Evidently, I am no Dumbledore. What I can offer, however, is some practical and hard-learned advice.

Whether you’re a fresher or a finalist, the tale remains the same. You will simply never have enough money as a student; unless, of course, you happen to have an Uncle Wilfred that is the founder of ‘wagon wheels’ and you spend your weekends at his Surrey retreat sipping champagne cocktails.

For those of us without the bank of Uncle Wilfred (or mum and dad), here is my ‘Poor-Person’s Guide for Surviving University’:

  1. Friends – What you can never be too frugal with are friends. This may seem obvious, but those ‘randomers’ you find yourself socialising with during freshers’ week may end up being the very people that save you from starvation for the rest of the year. It should also be kept in mind that you, too, should be ready to play the good Samaritan when your neighbour is running low on toilet roll, or the bins haven’t been taken out in a week.

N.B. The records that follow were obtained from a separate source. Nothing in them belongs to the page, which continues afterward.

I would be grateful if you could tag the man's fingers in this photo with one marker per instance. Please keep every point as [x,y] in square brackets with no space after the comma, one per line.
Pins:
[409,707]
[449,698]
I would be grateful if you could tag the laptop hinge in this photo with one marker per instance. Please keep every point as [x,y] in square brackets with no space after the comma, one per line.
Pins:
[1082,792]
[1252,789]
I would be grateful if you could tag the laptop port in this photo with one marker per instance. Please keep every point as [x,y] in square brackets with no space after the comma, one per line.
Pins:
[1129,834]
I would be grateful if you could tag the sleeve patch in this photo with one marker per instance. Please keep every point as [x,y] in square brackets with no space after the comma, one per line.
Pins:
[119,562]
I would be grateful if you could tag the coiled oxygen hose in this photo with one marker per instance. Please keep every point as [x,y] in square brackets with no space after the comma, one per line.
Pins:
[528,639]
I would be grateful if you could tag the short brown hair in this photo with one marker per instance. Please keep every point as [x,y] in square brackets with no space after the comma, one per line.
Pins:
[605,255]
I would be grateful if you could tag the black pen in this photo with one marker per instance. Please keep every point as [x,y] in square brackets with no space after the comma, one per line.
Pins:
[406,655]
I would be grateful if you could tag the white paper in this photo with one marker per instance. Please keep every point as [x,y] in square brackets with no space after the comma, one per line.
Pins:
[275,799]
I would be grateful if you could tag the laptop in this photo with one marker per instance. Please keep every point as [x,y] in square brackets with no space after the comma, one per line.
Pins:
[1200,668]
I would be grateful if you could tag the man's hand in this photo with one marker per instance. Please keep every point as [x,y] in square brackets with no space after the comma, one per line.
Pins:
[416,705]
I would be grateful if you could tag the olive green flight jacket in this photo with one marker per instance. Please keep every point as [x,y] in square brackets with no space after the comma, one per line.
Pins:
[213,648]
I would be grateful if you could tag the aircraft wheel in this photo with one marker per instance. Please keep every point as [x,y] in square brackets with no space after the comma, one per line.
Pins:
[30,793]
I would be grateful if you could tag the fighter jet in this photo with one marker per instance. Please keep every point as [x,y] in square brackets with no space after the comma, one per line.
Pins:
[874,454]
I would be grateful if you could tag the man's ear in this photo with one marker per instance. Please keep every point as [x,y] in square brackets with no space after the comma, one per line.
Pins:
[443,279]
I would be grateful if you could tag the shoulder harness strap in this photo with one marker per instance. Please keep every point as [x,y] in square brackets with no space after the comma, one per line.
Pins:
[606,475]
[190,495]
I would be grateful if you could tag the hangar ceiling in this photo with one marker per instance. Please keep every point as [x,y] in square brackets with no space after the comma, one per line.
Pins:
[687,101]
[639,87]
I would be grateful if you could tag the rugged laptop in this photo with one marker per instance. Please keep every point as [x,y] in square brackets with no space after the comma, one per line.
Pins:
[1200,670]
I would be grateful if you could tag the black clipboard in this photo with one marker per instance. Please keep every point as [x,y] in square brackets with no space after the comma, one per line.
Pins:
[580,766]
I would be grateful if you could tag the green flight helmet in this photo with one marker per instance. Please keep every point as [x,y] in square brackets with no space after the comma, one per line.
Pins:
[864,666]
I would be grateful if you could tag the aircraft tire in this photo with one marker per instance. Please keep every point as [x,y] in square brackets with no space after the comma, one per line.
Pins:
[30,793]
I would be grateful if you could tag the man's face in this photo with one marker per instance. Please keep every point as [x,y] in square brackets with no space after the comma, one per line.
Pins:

  1. Societies – Your university will be packed with different societies all wanting to recruit you. It may be daunting, and possibly take a fair portion of your free social time, but they are likely to save you money. Special events and nights out run by societies usually mean that as a member, you can grab discounted tickets and prices on group drinks.


  1. Become a tutor – If you don’t want to get a time-consuming part-time job, then this may be an option. Organisations such as TutorHunt are a great way to earn some extra cash. Let’s face it, if you are able to get into university, then you are capable of tutoring a primary school pupil through to a GCSE student. You could potentially earn around £10 an hour with flexible hours that work for you.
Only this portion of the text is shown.